Unified Multi-modal Multi-task Joint Learning for Language-vision Relation Inference
By Wenjie Lu and Dong Zhang.
- python=3.7
- torch=1.7.1
- numpy=1.18.3
- pytorch-pretrained-bert=0.6.2
Download Bloomberg's images, Flicker 30k's images, MVSA's images and GossipCop's images.
We expect the directory structure to be the following:
datasets/
├── bloomberg/
│ ├── rel_img/
│ ├── train
│ ├── dev
│ └── test
├── caption/
│ ├── img/
│ ├── train
│ └── test
└── fake_news/
│ ├── img/
│ ├── train
│ └── test
└── senti/
├── img/
├── train
└── test
pretrained/
├── embeddings/
│ ├──en-fasttext-crawl-300d-1M
│ ├──common_characters_large
├── bert-base-uncased/
│ ├── vocab.txt
│ ├── bert_config.json
│ └── pytorch_model.bin
└── resnet/
└──resnet152-b121ed2d.pth
Train, evaluate, and test the three sub-tasks in Bloomberg with the three auxiliary tasks respectively.
sh scripts/train.sh
Example command:
python main.py --cuda 1 \
--mode 0 \
--auxiliary_task_split_file datasets/caption/ \
--auxiliary_task_img_dir datasets/caption/img/ \
--task_name caption \
--model_dir save_model/caption_mask_img1_1e-5_1e-5/ \
--class_name img --mask_part img_1 \
--dropout 0.5 --batch_size 16 \
--lr_1 1e-5 --lr_2 1e-5
Description of some parameters in main.py:
- class_name: name for the main task: img, txt, it.
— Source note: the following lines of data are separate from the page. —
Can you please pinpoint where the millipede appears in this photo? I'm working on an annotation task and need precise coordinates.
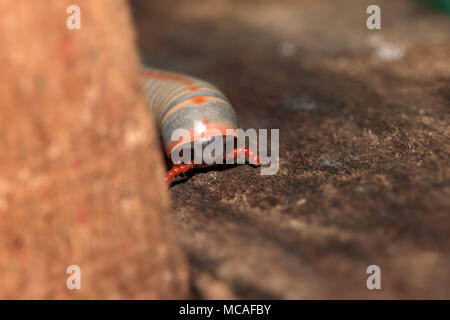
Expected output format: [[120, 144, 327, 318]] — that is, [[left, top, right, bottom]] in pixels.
[[141, 67, 260, 185]]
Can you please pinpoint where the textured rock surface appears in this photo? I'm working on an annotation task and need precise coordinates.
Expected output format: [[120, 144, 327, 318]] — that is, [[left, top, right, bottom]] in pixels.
[[134, 0, 450, 298], [0, 0, 187, 299]]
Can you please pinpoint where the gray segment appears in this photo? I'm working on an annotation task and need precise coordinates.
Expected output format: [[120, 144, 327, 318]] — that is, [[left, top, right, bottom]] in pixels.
[[160, 101, 238, 156]]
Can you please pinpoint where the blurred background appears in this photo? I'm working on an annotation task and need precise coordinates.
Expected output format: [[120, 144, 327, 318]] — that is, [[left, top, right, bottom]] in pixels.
[[130, 0, 450, 299]]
- task_name: name for the auxiliary task: senti, caption, fake_news.
- mode: learning phase: 0 for training and 1 for testing.
We provide links to download our checkpoints in save_model/README.md
.
Test the three sub-tasks in Bloomberg with the three auxiliary tasks respectively.
sh scripts/test.sh
The code is based on the RpBERT. Thanks for the great work.